La desatención desde esta izquierda posmoderna, más preocupada del género, la raza, y la orientación sexual que de las condiciones materiales. El abandono de esos temas que siempre han preocupado y preocupan a la izquierda tradicional, la de aquellos años ochenta y noventa, es lo que ha provocado desengaños en buena parte de la izquierda. Esa falta de interés por los problemas reales para centrarse en los identitarios y emocionales ha facilitado que muchas personas de izquierda miren hacia otros derroteros electorales, o directamente se encuentren sin referentes políticos, huyendo del individualismo posmoderno y buscando sus intereses desaparecidos en los últimos años —el Estado, el pueblo, la familia, o la clase social— sin encontrarlos.

Visto lo visto, parece claro, que la izquierda volcada en lo identitario no es izquierda, del mismo modo que parece claro que si a la nostalgia pudiéramos llamarla sentimiento vintage, a buen seguro esos mismos que hoy critican las reivindicaciones del pasado la vanagloriarían, sin dudarlo ni un minuto, y empezarían a estampar camisetas con ese eslogan.

¿Es legítimo buscar en el pasado soluciones a los problemas del presente? Por supuesto, pero no por eso hay que penalizar la elección, porque no se trata de revindicar todo lo sucedido en aquellos años ochenta y noventa, en los que abundaban las drogas, las enfermedades mortales de transmisión sexual, el machismo campaba a sus anchas, la homofobia era tolerada y todavía se vivía una falta de costumbre de vivir en democracia. Todo eso ha sido felizmente superado y no se mira hacia atrás con envidia. Pero tampoco podemos vanagloriarnos y poner de ejemplo una sociedad, la actual, en la que son legales aplicaciones donde nuestras jóvenes venden fotos de su cuerpo o sobreviven repartiendo en bicicleta sin contrato, hemos perdido la soberanía monetaria, los empresarios pueden prescindir de nosotros sin demasiado coste, existe una policía del pensamiento que nos vigila y nos cancela si nuestro discurso no se ajusta una nueva moralidad, o que nos persigue a las feministas tan solo por defender que hay que abolir la prostitución, el género y los vientres de alquiler. Todas estas últimas cosas, dicho sea de paso, rechazadas ya en los ochenta.

A lo mejor tener natsukashii no solo no es contraproducente sino que nos hace pensar dónde están realmente nuestras necesidades: en la igualdad, la solidaridad y la laicidad; ideas todas ya incorporadas en esa década que tanto denostan ahora.

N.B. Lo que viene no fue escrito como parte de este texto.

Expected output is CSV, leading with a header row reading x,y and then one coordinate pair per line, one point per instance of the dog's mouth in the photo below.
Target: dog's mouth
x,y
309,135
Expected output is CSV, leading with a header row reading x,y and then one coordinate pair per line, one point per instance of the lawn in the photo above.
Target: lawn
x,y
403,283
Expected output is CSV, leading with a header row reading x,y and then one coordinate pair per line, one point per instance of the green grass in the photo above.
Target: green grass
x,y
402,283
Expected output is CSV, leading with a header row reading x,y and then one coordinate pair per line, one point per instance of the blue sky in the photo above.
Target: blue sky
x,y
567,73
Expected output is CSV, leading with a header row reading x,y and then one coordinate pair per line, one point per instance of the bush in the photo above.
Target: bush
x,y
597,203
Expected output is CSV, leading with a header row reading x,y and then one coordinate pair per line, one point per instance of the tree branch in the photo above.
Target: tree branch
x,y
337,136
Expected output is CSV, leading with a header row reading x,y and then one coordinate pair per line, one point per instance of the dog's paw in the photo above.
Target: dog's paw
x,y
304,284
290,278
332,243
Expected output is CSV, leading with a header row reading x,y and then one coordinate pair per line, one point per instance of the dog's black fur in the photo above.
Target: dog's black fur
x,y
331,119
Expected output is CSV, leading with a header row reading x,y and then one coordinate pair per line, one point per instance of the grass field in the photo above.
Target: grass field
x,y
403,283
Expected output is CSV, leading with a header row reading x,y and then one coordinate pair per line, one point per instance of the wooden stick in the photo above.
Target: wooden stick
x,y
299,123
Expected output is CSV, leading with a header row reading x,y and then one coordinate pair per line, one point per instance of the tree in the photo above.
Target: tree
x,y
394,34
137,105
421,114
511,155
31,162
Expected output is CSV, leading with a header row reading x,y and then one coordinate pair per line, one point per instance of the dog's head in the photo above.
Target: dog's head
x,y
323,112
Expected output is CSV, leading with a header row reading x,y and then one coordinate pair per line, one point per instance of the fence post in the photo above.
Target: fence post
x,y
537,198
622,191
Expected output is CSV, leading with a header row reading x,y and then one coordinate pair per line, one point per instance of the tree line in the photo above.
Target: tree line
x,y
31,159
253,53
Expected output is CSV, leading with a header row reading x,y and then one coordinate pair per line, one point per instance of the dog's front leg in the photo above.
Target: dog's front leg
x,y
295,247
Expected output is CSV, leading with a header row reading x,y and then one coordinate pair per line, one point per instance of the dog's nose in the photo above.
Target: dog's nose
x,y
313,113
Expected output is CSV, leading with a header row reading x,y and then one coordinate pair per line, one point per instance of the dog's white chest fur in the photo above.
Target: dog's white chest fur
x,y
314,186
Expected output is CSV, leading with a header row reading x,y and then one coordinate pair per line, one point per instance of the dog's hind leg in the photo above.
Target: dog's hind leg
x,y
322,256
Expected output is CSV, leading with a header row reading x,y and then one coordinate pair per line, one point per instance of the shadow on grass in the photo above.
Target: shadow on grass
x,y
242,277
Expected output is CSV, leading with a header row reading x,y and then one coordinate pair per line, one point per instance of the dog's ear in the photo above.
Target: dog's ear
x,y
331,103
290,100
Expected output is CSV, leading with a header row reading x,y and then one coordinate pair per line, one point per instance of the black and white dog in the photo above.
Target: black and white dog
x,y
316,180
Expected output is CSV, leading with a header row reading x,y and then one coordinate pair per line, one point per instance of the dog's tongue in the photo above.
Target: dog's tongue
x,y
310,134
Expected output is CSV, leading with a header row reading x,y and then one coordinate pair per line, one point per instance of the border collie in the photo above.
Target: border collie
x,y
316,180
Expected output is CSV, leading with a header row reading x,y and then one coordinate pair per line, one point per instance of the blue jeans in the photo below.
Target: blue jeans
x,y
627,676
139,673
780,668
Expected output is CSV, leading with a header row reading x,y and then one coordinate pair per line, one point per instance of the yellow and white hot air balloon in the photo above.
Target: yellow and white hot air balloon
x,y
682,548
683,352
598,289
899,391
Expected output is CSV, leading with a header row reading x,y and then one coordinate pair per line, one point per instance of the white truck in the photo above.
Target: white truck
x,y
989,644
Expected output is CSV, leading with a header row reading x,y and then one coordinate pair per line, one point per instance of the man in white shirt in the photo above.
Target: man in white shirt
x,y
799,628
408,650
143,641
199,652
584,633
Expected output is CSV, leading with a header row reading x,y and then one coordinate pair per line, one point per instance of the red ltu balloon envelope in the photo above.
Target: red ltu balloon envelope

En definitiva, igual que en los noventa Ismael Serrano le pedía a su padre, Papá, cuéntame otra vez, con el deseo de que este le explicara la lucha antifranquista, los millenials de hoy —sin casa, sin trabajo, sin posibilidades de montar una familia, y con pocas posibilidades de cobrar pensión— le podrían cantar a sus padres boomers, a los de mi generación, contadnos otra vez cómo era esa España con una banca pública, una hidroeléctrica pública, una telefonía pública, una indemnización por despido de 60 días por año trabajado, o cómo era vivir en una sociedad en la que los jóvenes encontraban trabajo y se independizaban a los veinte años.

Ya lo dijo Santiago Alba Rico en su libro Capitalismo y nihilismo: para sobreponernos a las corrientes políticas contemporáneas que niegan toda validez a las propuestas y visiones de Marx “el proyecto emancipatorio debe ser revolucionario en lo económico, reformista en lo político y conservador en lo antropológico”.